Using the Internet or your telephone directory, make a list of career consultants in your area. Some career consultants work with clients outside their physical location. You may want to check them out too.

Once you have developed a list of candidates, it is time to narrow that list down to the one career consultant best for you. Begin by conducting a telephone interview with each person on your list. Introduce yourself and explain your goal to them. Ask them about their methodology, what their costs are, and how their background will help them to help you.

In addition to the qualifications and methodology of your career consultant, you will want to pay attention to your comfort level with each person and to what your instincts or intuition tells you. You want to select someone that you can trust and who will challenge you to reach your full potential.

When you have narrowed your list to two or three potential career consultants, make a face-to-face appointment with each in order to make your final decision. Most professional career consultants will not charge you for an exploratory meeting.

Clarify Your Goals and Expectations

Explain your goals to your career consultant, and make your expectations clear right from the start. Your career consultant will also explain what is expected of you, for example, what you are to do between sessions.

Be sure you understand the payment schedule and amounts.
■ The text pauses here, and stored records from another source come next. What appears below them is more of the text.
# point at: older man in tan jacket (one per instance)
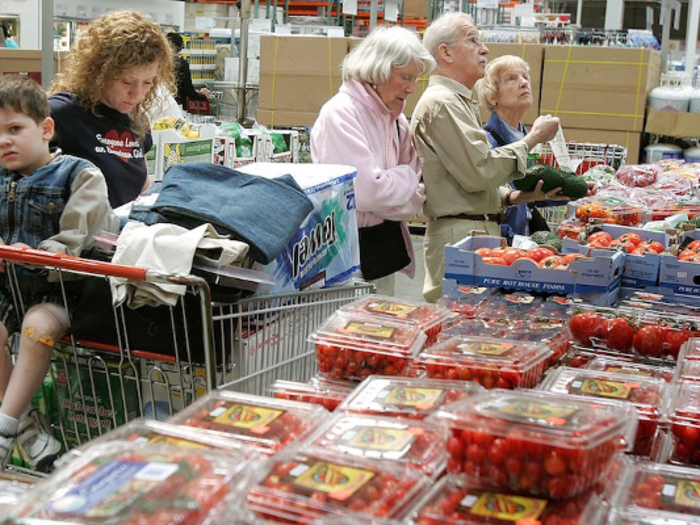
(465, 180)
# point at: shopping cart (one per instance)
(152, 363)
(584, 156)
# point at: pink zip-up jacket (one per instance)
(356, 128)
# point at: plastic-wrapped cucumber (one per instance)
(571, 184)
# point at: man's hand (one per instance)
(523, 197)
(543, 129)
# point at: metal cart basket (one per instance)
(584, 155)
(152, 363)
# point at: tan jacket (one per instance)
(462, 174)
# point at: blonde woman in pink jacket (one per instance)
(363, 126)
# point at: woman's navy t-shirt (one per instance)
(105, 139)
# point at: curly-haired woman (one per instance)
(99, 102)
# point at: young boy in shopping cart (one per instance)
(52, 202)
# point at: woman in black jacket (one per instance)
(183, 77)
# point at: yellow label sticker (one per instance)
(338, 481)
(495, 349)
(505, 507)
(374, 330)
(248, 417)
(420, 398)
(378, 439)
(600, 388)
(388, 308)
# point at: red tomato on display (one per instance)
(586, 326)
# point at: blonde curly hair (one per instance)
(109, 46)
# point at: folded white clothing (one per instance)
(169, 249)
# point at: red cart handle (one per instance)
(34, 257)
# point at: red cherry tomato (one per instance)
(649, 341)
(495, 260)
(603, 237)
(618, 333)
(586, 325)
(551, 262)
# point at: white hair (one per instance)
(445, 29)
(487, 87)
(386, 48)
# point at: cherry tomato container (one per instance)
(620, 366)
(535, 443)
(552, 334)
(465, 300)
(653, 491)
(328, 394)
(493, 363)
(612, 210)
(128, 483)
(411, 398)
(459, 500)
(649, 396)
(267, 424)
(165, 433)
(418, 445)
(516, 306)
(428, 317)
(351, 346)
(305, 485)
(684, 418)
(474, 327)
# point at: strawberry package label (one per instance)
(535, 443)
(353, 346)
(429, 317)
(267, 424)
(667, 491)
(414, 444)
(681, 273)
(411, 398)
(307, 485)
(457, 500)
(119, 483)
(328, 394)
(649, 396)
(685, 425)
(620, 366)
(581, 275)
(493, 363)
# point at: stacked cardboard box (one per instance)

Will you pay by session, or will you be billed at the end of each month, for example? Most career consultants expect you to pay something before the sessions commence as a sign of your commitment, and many will ask you to sign a contract. Only sign the contract if you are completely comfortable with all elements of it, though, and be sure to question any items that you do not understand or like.

Think About How Your Professional Engagement Will End

Because you set a list of clear and specific goals when you started working with your career consultant, it should be pretty clear when your work has been completed. If, however, new goals arise as you work through that “To Do” list, you may want to sign up for a new contract. Or you may decide that you want to meet maybe twice a year or on an “as needed” basis.

Because the relationship with a professional career consultant can be very personal and rewarding, it’s always nice to end with a little celebration or with a small gift to mark your appreciation.


Not Setting Specific Goals

Some people go into this relationship because they have been laid off or dismissed and the company pays for a career consultant as part of the severance package. The result can be that you meet with your consultant regularly but without any direction, and nothing gets done.

A good career consultant should guide you into setting goals right at the beginning. If you find yourself meeting for over a month without seeing any progress, it’s probably time to move on and find someone else who can help you more effectively.

Can't Let Go

If the relationship has been really successful, you will have developed a powerful bond with your career consultant, and it may be difficult to terminate the relationship when your goal is met. But it is important to recognize when it is time to move on and to begin to apply what you have learned.

Having a celebration dinner is a nice way to symbolize the ending of your working together, and you can always schedule career “tune-ups” if you need them.

Not Committed to Making Progress

You meet weekly with your consultant and you agree to take certain actions such as working on your résumé or making five phone calls. But the following week when you meet again you have not done the things that you promised you would do. If this happens regularly, you must take a serious look at your goal. You may have set a goal that is not realistic or is not really what you want to do. If you feel this is the case, when you next meet your consultant, ask him or her to advise you on how best to re-evaluate what you are doing and how appropriate your efforts are.

Working with a career consultant can help you go a long way in your personal and career development. But whilst the benefits of this partnership are significant, you need to do your homework on choosing the most suitable consultant for you and you must also be committed to invest time and effort into the partnership

I hope the above will prove useful to those of you considering a career consultant.